China released a mixed batch of economic data on Friday showing a slump in exports and imports was gradually easing, but lingering deflationary pressures underlined the challenges policymakers face in trying to engineer a stronger economic recovery.
China's policy support measures over recent months have begun to stabilise some parts of the world's second-biggest economy, but a long-running property crisis, a slowdown in global growth and geopolitical tensions continue to drag on broader activity as well as consumer and business confidence.
Exports in September declined 6.2 per cent from a year ago, moderating somewhat from a drop of 8.8 per cent in August, and beating economists' forecast for a 7.6 per cent fall in a Reuters poll.
The trend appeared to be backed up by new export orders in an official factory survey two weeks ago which showed improvement last month, partly because of a peak export shipping season for Christmas products and favourable base effects.
"There's increasing evidence that the cyclical upturn in the global electronics sector is driving a bottoming-out of global trade and China's trade data is the latest sign," said Xu Tianchen, senior economist at the Economist Intelligence Unit.
"This gives reason for optimism about a rosier trade picture in 2024," he added.
South Korean exports to China, a leading indicator of China's imports, fell at their slowest pace in 11 months in September.
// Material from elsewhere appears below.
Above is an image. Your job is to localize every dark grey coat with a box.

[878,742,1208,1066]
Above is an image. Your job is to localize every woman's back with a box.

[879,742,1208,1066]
Semiconductors make up the bulk of their trade, signalling improving appetite among Chinese manufacturers for components to re-export in finished goods.
Global trade activity, represented by the Baltic Dry Index, also reported notable growth in September.
However, Lv Daliang, spokesperson of the General Administration of Customs, said at a press conference on Friday that China's trade still faces a complex and severe external environment.
China's exports to the ASEAN nations, which have become the Asian giant's largest trade partner amid rising tensions with the United States and Europe over trade, technology and geopolitics, contracted further in September from a month earlier.
Elsewhere, China's commodities data also presented a mixed picture. Its crude oil imports in September grew nearly 14 per cent from a year earlier, while imports of copper - used widely in the construction, transport and power sectors - fell 5.8 per cent year-on-year.
Overall, though, total merchandise imports fell at a slower pace, down 6.3 per cent, reflecting a gradual recovery in domestic demand. They missed the 6 per cent decline forecast in the poll but came in better than a 7.3 per cent contraction in August.
That resulted in a broader trade surplus of USD 77.71 billion in September, compared with a USD 70 billion surplus expected in the poll and USD 68.36 billion in August.
Stocks in China largely tracked falls overseas, with the blue-chip CSI300 Index falling 1 per cent, as global markets fretted over stronger-than-expected US inflation data and concerns the Federal Reserve will keep interest rates higher for longer.